This study is ongoing, but not recruiting participants.
Sponsor:
Information provided by (Responsible Party):
Array BioPharma
ClinicalTrials.gov Identifier:
NCT01449058
First received: October 6, 2011
Last updated: February 17, 2017
Last verified: February 2017
  Purpose
This is a multi-center, open-label, dose-finding, phase Ib study to estimate the maximum tolerated dose(s) (MTD(s)) and/or recommended dose(s) for expansion (RDE(s)) for the orally administered combination of BYL719 and MEK162. This combination will be explored in adult patients with advanced CRC, esophageal cancer, pancreatic cancer, NSCLC, ovarian cancer, or other advanced solid tumors and in adult patients with AML or high risk and very high risk MDS, with documented RAS or BRAF mutations. Dose escalation will be guided by a Bayesian logistic regression model with overdose control. At MTD or RDE, four expansion arms will be opened in order to further assess the safety and preliminary activity of the combination of BYL719 and MEK162 in specific patient populations.

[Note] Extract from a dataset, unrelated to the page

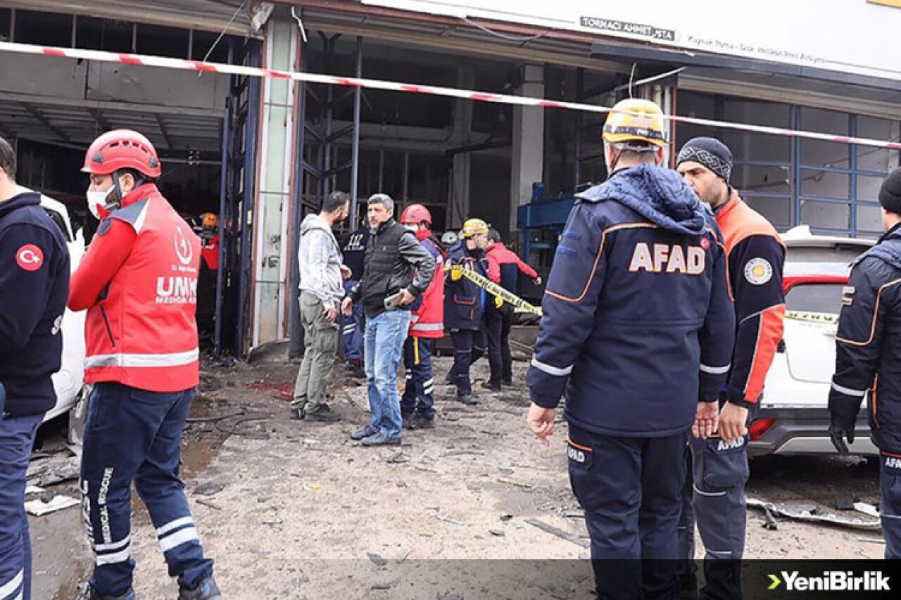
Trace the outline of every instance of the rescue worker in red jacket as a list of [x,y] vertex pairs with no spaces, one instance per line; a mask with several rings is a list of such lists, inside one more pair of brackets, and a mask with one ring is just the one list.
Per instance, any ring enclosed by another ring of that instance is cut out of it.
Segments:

Condition Intervention Phase
Advanced and Selected Solid Tumors, AML, High Risk and Very High Risk MDS Drug: BYL719 plus MEK162 Phase 1 Phase 2

Study Type: Interventional
Study Design: Intervention Model: Single Group Assignment
Masking: No masking
Primary Purpose: Treatment
Official Title: A Phase Ib Open-label, Multi-center, Dose Escalation and Expansion Study of Orally Administered MEK162 Plus BYL719 in Adult Patients With Selected Advanced Solid Tumors

Further study details as provided by Array BioPharma:

Primary Outcome Measures:
  • Incidence of Dose Limiting Toxicities (DLT) [ Time Frame: during the first cycle (28 days) of treatment with BYL719 and MEK162 ]
    Toxicity will be assessed using the National Cancer Institute (NCI) Common Toxicity Criteria for Adverse Events (CTCAE), version 4.0 unless otherwise specified. A DLT is defined as an adverse event or abnormal laboratory value assessed as at least possibly related to the study medication, occurs ≤ 28 days following the first dose of BYL719 and MEK162 (Cycle 1), and meets any of the protocol-specified DLT criteria.

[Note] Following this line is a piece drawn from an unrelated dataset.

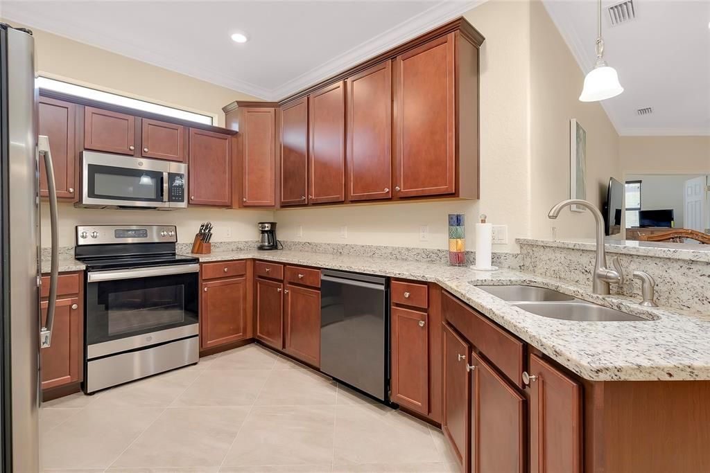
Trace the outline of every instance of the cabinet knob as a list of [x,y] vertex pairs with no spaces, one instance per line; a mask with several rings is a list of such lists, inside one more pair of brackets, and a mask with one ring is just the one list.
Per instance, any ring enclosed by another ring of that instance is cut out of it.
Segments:
[[528,374],[527,371],[523,372],[523,382],[530,386],[532,382],[537,381],[537,377],[535,374]]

Secondary Outcome Measures:
  • Number of participants with adverse events and serious adverse events [ Time Frame: Assessed from Cycle 1 Day 1 until treatment discontinuation ]
    All AEs and SAEs will be collected in accordance with the protocol and assessed for relatedness to study drug combination.

  • Overall response rate [ Time Frame: Assessed every 8 weeks until disease progression ]
    Overall response rate (ORR) is the proportion of patients with a best overall response of Complete Response (CR) or Partial Response (PR).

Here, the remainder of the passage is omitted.